Freiwillige Selbstzertifizierung löst keine Probleme

Konservative und Liberale verwässern bereits schwachen Kommissionsentwurf zu Konfliktrohstoffen

Wenn europäische Verbraucher Computer, Mobiltelefone oder Spielkonsolen kaufen, werden sie wohl auch weiter blutige Konflikte in anderen Regionen der Welt finanzieren. Denn leider hat eine konservativ-liberale Mehrheit im Handelsausschuss des Europäischen Parlaments am Dienstag in Brüssel einen ehrgeizigen Vorstoß bei der Abstimmung über die Zertifizierung der Lieferketten von Zinn, Tantal, Wolfram sowie deren Erze und Gold aus Konflikt- und Hochrisikogebieten verhindert. Diese Rohstoffe sind nämlich in fast allen Hightech-Geräten verarbeitet und kommen häufig in Regionen vor, wo deren Abbau und Handel zur Finanzierung von Konfliktpartien und Gewaltakteuren dienen.

Joachim Schuster, stellvertretender Vorsitzender der SPD-Europaabgeordneten und Mitglied im Handelsausschuss erklärt: "Leider wollen Konservative und Liberale, dass Unternehmen sich auch in Zukunft einen schlanken Fuß machen können, wenn es um die Sorgfaltspflicht ihrer Lieferketten geht. Bereits der Vorschlag der EU-Kommission, eine freiwillige Selbstzertifizierung für Unternehmen einzuführen, war viel zu schwach – Konservative und Liberale haben ihn nun im Ausschuss weiter verwässert."

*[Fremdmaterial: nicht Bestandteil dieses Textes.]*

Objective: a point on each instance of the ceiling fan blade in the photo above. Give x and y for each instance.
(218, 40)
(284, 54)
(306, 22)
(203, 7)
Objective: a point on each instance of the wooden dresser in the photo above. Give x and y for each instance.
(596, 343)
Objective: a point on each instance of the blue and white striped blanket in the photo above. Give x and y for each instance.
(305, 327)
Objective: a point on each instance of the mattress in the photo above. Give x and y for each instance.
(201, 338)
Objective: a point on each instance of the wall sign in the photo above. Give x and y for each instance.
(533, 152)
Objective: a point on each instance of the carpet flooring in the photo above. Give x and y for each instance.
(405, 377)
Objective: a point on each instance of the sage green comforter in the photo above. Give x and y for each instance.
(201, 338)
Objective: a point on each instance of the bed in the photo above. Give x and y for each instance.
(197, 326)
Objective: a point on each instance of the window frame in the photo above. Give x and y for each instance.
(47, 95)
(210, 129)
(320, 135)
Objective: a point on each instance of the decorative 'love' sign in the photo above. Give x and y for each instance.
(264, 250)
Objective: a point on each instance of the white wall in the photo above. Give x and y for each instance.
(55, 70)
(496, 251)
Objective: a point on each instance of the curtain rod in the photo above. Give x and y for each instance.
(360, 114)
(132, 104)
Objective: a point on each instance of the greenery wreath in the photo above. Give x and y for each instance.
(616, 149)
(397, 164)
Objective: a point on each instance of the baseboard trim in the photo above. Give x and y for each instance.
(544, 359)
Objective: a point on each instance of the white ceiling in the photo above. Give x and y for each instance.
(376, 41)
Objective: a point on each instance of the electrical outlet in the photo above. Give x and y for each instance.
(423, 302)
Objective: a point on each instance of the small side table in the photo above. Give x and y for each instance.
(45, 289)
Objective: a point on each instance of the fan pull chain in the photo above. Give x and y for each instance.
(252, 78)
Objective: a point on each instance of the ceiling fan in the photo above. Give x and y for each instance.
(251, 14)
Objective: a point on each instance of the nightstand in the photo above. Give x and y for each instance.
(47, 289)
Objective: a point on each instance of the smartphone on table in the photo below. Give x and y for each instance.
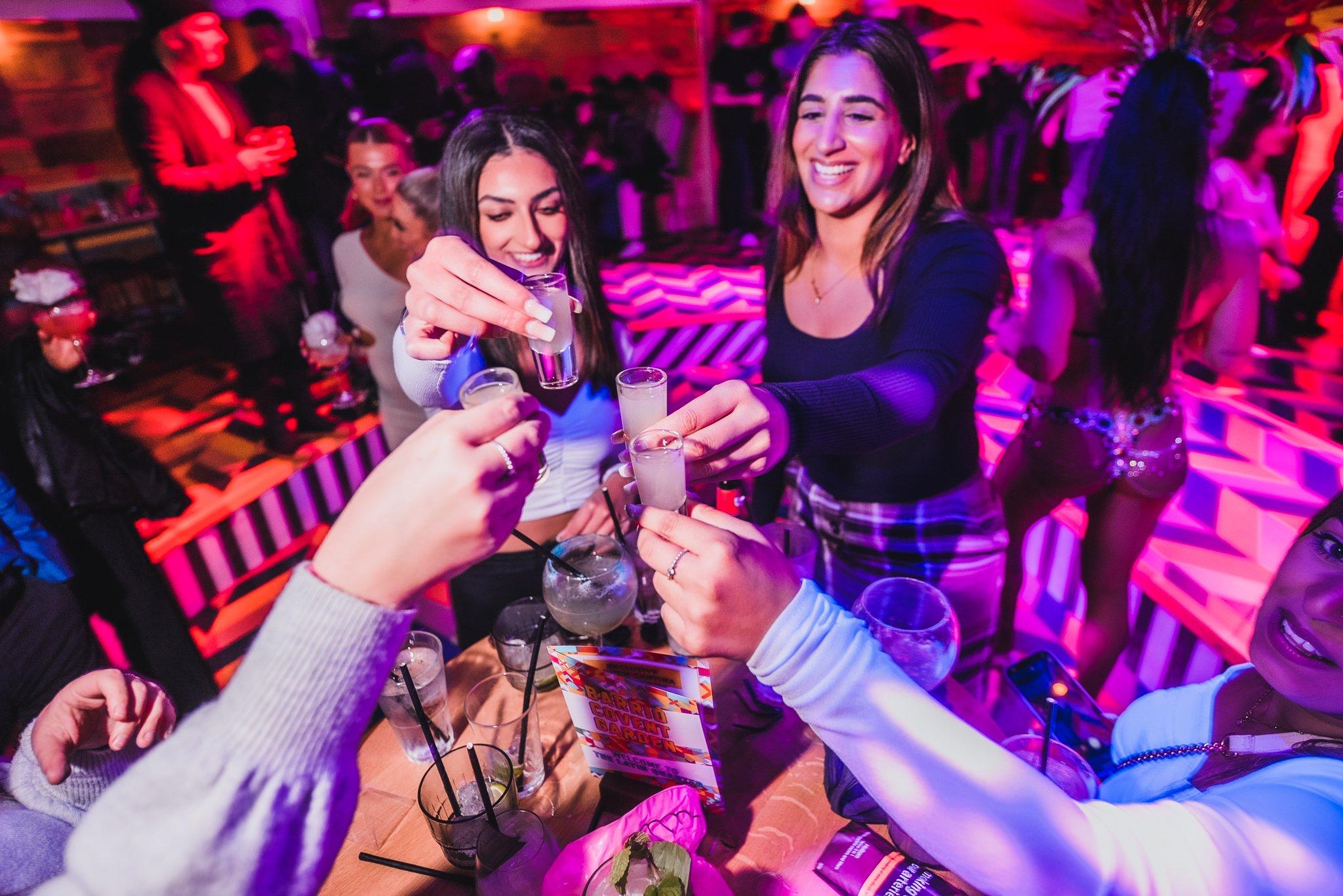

Im Ergebnis müssten sich nun gerade mal 300 Unternehmen der Wahl stellen, selbst zu zertifizieren oder nicht. Damit läuft das Bestreben in die Leere, die Unternehmen dazu zu bewegen, nur Rohstoffe zu handeln oder zu verarbeiten, die aus konfliktfreien Regionen und Minen stammen. Stattdessen soll ein freiwilliges Zertifizierungssystem lediglich für Importeure gelten.

Joachim Schuster: "Ein freiwilliges System löst keine Probleme. Unternehmen müssen zu verantwortungsvollem Handeln verpflichtet werden. Ansonsten ist es zu verlockend, alles beim Alten zu belassen."

Die Sozialdemokaten werden dennoch bei der Abstimmung im Plenum, die voraussichtlich im Mai in Straßburg stattfinden wird, eine Vielzahl ihrer Änderungsanträge wieder einbringen.